У меня начинали разбегаться глаза.
— Так продай, Слав, хоть юбилейную. Я тебе… три дня за обедом буду второе отдавать.
— Гм. Разве уж только для тебя. Коллекционер ты — подающий большие надежды. Эх, была не была! В таком случае, на, держи и Борнео… еще за три вторых. А большущая марка, верно? Главное: две обезьяны.
Марки переходили в мои трясущиеся руки. Я зажимал их в ладони, точно голубей, и во весь дух несся, чтобы наклеить в своей «альбом». Почти целую неделю после этого я хлебал пустой суп, в котором, как говорили у нас в интернате, «крупинка за крупинкой гоняется с дубинкой».
Старший мой брат беспокоился, что я никак не поправляюсь после тифа. Он учился в седьмом классе гимназии и был выбран членом хозяйственной комиссии. В дни дежурства на кухне он подживался то косточкой, обильно выложенной мясом, то тарелкой щей «для пробы», то «довеском» хлеба в добрые полфунта и поэтому отдавал мне свою пайку. Возможно, я и этот хлеб пустил бы на марки и айданы, но брат, отлично зная о моих страстишках, заставлял есть его тут же, при нем.
Когда я ходил в дом к Володьке Сосне, то наедался там кукурузными початками.
В конце сентября Володька повел меня бесплатно в Александровский сад; здесь в летнем дощатом театре шли спектакли труппы. Шершавая афиша, наклеенная на высокую круглую тумбу, красными аршинными буквами извещала:
Капельдинер отвел нам с Володькой пустовавшие деревянные кресла. «Во как буржуи веселились», — внутренне ахал я, разглядывая зажженную люстру под некрашеным потолком. Дали третий звонок, грязно-зеленый занавес дрогнул, раздвинулся. Сидя в полутемном партере, я с замиранием сердца следил за горькой судьбой красивой полонянки — наложницы паши.

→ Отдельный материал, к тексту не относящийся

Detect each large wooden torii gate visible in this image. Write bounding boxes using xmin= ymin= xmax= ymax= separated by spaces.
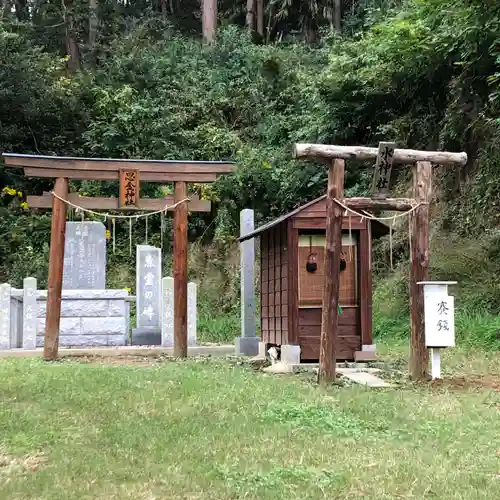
xmin=293 ymin=144 xmax=467 ymax=384
xmin=3 ymin=153 xmax=234 ymax=360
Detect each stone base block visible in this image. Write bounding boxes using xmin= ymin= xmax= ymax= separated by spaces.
xmin=234 ymin=337 xmax=260 ymax=356
xmin=354 ymin=351 xmax=377 ymax=363
xmin=280 ymin=345 xmax=300 ymax=365
xmin=132 ymin=327 xmax=161 ymax=345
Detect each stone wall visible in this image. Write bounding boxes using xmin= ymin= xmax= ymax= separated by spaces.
xmin=36 ymin=290 xmax=130 ymax=347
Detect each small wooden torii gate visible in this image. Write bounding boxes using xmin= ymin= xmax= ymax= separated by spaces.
xmin=3 ymin=153 xmax=234 ymax=360
xmin=293 ymin=143 xmax=467 ymax=384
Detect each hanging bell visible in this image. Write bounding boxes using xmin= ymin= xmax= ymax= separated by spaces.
xmin=306 ymin=253 xmax=318 ymax=273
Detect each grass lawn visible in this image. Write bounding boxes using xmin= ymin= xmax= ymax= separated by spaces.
xmin=0 ymin=350 xmax=500 ymax=500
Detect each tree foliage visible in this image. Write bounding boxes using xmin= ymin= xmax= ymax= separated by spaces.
xmin=0 ymin=0 xmax=500 ymax=288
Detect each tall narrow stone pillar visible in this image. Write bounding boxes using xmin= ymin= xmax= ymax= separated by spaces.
xmin=235 ymin=209 xmax=260 ymax=356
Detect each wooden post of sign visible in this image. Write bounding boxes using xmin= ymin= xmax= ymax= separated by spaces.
xmin=174 ymin=182 xmax=188 ymax=358
xmin=410 ymin=161 xmax=432 ymax=380
xmin=43 ymin=177 xmax=68 ymax=361
xmin=318 ymin=160 xmax=345 ymax=385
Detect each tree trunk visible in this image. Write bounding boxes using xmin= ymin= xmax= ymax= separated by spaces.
xmin=246 ymin=0 xmax=255 ymax=33
xmin=202 ymin=0 xmax=217 ymax=43
xmin=62 ymin=0 xmax=80 ymax=71
xmin=333 ymin=0 xmax=342 ymax=33
xmin=257 ymin=0 xmax=264 ymax=39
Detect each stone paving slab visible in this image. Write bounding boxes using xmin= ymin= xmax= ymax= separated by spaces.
xmin=342 ymin=371 xmax=393 ymax=387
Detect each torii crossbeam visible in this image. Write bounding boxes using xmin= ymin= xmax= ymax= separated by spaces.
xmin=3 ymin=153 xmax=234 ymax=360
xmin=293 ymin=144 xmax=467 ymax=384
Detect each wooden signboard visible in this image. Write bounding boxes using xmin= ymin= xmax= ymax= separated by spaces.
xmin=372 ymin=142 xmax=396 ymax=198
xmin=120 ymin=170 xmax=140 ymax=208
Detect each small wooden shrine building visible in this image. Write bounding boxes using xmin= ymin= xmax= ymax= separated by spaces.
xmin=240 ymin=196 xmax=389 ymax=361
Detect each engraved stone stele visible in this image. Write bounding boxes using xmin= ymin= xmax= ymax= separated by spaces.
xmin=235 ymin=209 xmax=260 ymax=356
xmin=63 ymin=222 xmax=106 ymax=290
xmin=132 ymin=245 xmax=161 ymax=345
xmin=0 ymin=283 xmax=12 ymax=349
xmin=23 ymin=278 xmax=38 ymax=349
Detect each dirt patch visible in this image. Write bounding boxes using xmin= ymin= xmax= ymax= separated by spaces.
xmin=0 ymin=453 xmax=46 ymax=475
xmin=431 ymin=375 xmax=500 ymax=391
xmin=64 ymin=354 xmax=175 ymax=367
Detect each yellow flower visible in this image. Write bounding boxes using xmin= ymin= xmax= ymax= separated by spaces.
xmin=2 ymin=186 xmax=17 ymax=196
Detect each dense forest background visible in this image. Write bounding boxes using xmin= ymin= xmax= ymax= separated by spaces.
xmin=0 ymin=0 xmax=500 ymax=348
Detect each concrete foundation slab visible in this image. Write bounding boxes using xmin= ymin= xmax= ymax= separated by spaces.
xmin=343 ymin=371 xmax=392 ymax=387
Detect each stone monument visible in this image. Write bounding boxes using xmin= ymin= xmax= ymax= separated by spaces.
xmin=132 ymin=245 xmax=161 ymax=345
xmin=63 ymin=222 xmax=106 ymax=290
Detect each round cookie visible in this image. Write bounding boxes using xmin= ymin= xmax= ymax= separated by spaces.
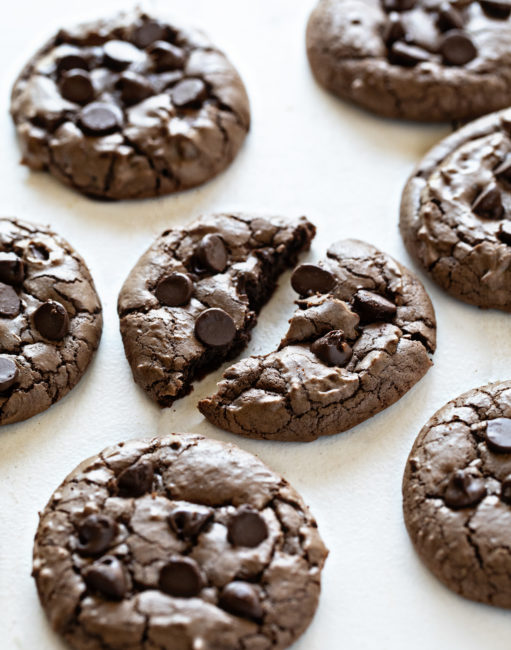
xmin=199 ymin=239 xmax=436 ymax=442
xmin=403 ymin=381 xmax=511 ymax=608
xmin=307 ymin=0 xmax=511 ymax=122
xmin=0 ymin=218 xmax=103 ymax=424
xmin=118 ymin=214 xmax=316 ymax=406
xmin=11 ymin=11 xmax=250 ymax=199
xmin=33 ymin=434 xmax=327 ymax=650
xmin=400 ymin=110 xmax=511 ymax=311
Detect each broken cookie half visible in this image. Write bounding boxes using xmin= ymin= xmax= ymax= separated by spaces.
xmin=198 ymin=240 xmax=436 ymax=441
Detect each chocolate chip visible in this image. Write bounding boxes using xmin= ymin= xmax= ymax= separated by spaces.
xmin=291 ymin=264 xmax=335 ymax=296
xmin=158 ymin=557 xmax=204 ymax=598
xmin=82 ymin=555 xmax=127 ymax=600
xmin=0 ymin=357 xmax=18 ymax=393
xmin=34 ymin=300 xmax=69 ymax=341
xmin=195 ymin=307 xmax=236 ymax=347
xmin=197 ymin=234 xmax=227 ymax=273
xmin=170 ymin=79 xmax=207 ymax=108
xmin=168 ymin=506 xmax=213 ymax=539
xmin=218 ymin=581 xmax=263 ymax=620
xmin=59 ymin=69 xmax=94 ymax=104
xmin=116 ymin=70 xmax=153 ymax=106
xmin=0 ymin=252 xmax=25 ymax=284
xmin=311 ymin=330 xmax=353 ymax=366
xmin=154 ymin=272 xmax=193 ymax=307
xmin=0 ymin=282 xmax=21 ymax=318
xmin=78 ymin=102 xmax=122 ymax=136
xmin=77 ymin=515 xmax=117 ymax=555
xmin=227 ymin=506 xmax=268 ymax=548
xmin=444 ymin=470 xmax=486 ymax=508
xmin=147 ymin=41 xmax=185 ymax=72
xmin=117 ymin=460 xmax=154 ymax=497
xmin=472 ymin=182 xmax=504 ymax=219
xmin=353 ymin=289 xmax=397 ymax=325
xmin=440 ymin=29 xmax=477 ymax=65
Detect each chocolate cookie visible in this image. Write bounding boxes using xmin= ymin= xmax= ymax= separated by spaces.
xmin=33 ymin=434 xmax=327 ymax=650
xmin=307 ymin=0 xmax=511 ymax=122
xmin=400 ymin=110 xmax=511 ymax=311
xmin=403 ymin=381 xmax=511 ymax=608
xmin=199 ymin=239 xmax=436 ymax=441
xmin=11 ymin=11 xmax=250 ymax=199
xmin=118 ymin=214 xmax=315 ymax=406
xmin=0 ymin=218 xmax=103 ymax=424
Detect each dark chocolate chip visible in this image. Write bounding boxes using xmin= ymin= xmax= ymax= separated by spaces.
xmin=218 ymin=581 xmax=263 ymax=620
xmin=484 ymin=418 xmax=511 ymax=454
xmin=117 ymin=460 xmax=154 ymax=497
xmin=59 ymin=68 xmax=94 ymax=104
xmin=440 ymin=29 xmax=477 ymax=65
xmin=0 ymin=282 xmax=21 ymax=318
xmin=0 ymin=252 xmax=25 ymax=284
xmin=34 ymin=300 xmax=69 ymax=341
xmin=154 ymin=272 xmax=193 ymax=307
xmin=77 ymin=515 xmax=117 ymax=555
xmin=353 ymin=289 xmax=397 ymax=324
xmin=444 ymin=470 xmax=486 ymax=508
xmin=197 ymin=234 xmax=227 ymax=273
xmin=117 ymin=70 xmax=153 ymax=106
xmin=311 ymin=330 xmax=353 ymax=366
xmin=170 ymin=79 xmax=207 ymax=108
xmin=195 ymin=307 xmax=236 ymax=347
xmin=82 ymin=555 xmax=127 ymax=600
xmin=78 ymin=102 xmax=122 ymax=136
xmin=291 ymin=264 xmax=335 ymax=296
xmin=159 ymin=557 xmax=204 ymax=598
xmin=0 ymin=357 xmax=18 ymax=393
xmin=227 ymin=506 xmax=268 ymax=548
xmin=472 ymin=182 xmax=504 ymax=219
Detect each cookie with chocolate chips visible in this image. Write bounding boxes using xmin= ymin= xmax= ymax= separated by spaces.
xmin=199 ymin=239 xmax=436 ymax=441
xmin=0 ymin=218 xmax=103 ymax=425
xmin=33 ymin=434 xmax=327 ymax=650
xmin=307 ymin=0 xmax=511 ymax=122
xmin=400 ymin=110 xmax=511 ymax=312
xmin=11 ymin=11 xmax=250 ymax=199
xmin=403 ymin=381 xmax=511 ymax=608
xmin=118 ymin=214 xmax=315 ymax=406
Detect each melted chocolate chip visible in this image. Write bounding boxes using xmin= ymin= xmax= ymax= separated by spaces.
xmin=158 ymin=557 xmax=204 ymax=598
xmin=311 ymin=330 xmax=353 ymax=366
xmin=444 ymin=470 xmax=486 ymax=508
xmin=77 ymin=515 xmax=117 ymax=555
xmin=195 ymin=307 xmax=236 ymax=347
xmin=218 ymin=581 xmax=263 ymax=621
xmin=227 ymin=506 xmax=268 ymax=548
xmin=82 ymin=555 xmax=127 ymax=600
xmin=34 ymin=300 xmax=69 ymax=341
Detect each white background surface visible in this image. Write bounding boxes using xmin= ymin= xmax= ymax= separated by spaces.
xmin=0 ymin=0 xmax=511 ymax=650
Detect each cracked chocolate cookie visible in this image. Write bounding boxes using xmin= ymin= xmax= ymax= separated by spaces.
xmin=403 ymin=381 xmax=511 ymax=608
xmin=307 ymin=0 xmax=511 ymax=122
xmin=0 ymin=218 xmax=103 ymax=424
xmin=118 ymin=214 xmax=316 ymax=406
xmin=400 ymin=110 xmax=511 ymax=311
xmin=33 ymin=434 xmax=327 ymax=650
xmin=11 ymin=11 xmax=250 ymax=199
xmin=199 ymin=239 xmax=436 ymax=441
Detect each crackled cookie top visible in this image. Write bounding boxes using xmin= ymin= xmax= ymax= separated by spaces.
xmin=34 ymin=434 xmax=327 ymax=650
xmin=11 ymin=11 xmax=250 ymax=199
xmin=118 ymin=214 xmax=315 ymax=406
xmin=199 ymin=239 xmax=436 ymax=441
xmin=401 ymin=110 xmax=511 ymax=311
xmin=307 ymin=0 xmax=511 ymax=121
xmin=0 ymin=218 xmax=102 ymax=424
xmin=403 ymin=381 xmax=511 ymax=608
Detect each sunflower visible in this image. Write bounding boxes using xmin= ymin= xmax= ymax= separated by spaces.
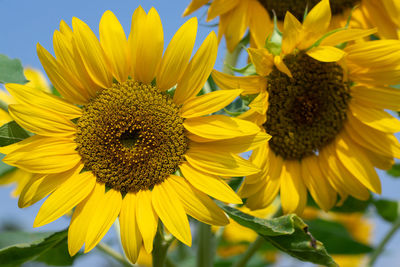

Жиденький оркестр, шумное действие на сцене, потертые костюмы запорожцев, янычар — все казалось мне волшебным.
В антракте мы с Володькой пошли за кулисы. В голой тесной комнатке перед треснувшим зеркалом сидела черноволосая артистка в цветистом, изрядно потрепанном костюме турчанки и устало курила папиросу.
Она повернула свое грубо размалеванное лицо, и я обомлел: передо мной была сама Маруся Богуславска.
— Мам, дай денег на ситро, — попросил у нее Володька.
— Тебе все мороженое да ситро, — усмехнулась артистка, лениво выпустив колечко дыма. — Сперва ответь, как учишься? Меня сегодня встретила мадам Петрова, так я чуть со стыда не сгорела. Оказывается, ты хулиганишь на уроках французского…
— Хулиганишь! Сейчас свобода. Что я, должен сидеть как замороженный? Так дашь? — Мадам Петрова еще говорила, что ты и ботанику не учишь… вообще неаккуратно посещаешь гимназию. В свинопасы захотел?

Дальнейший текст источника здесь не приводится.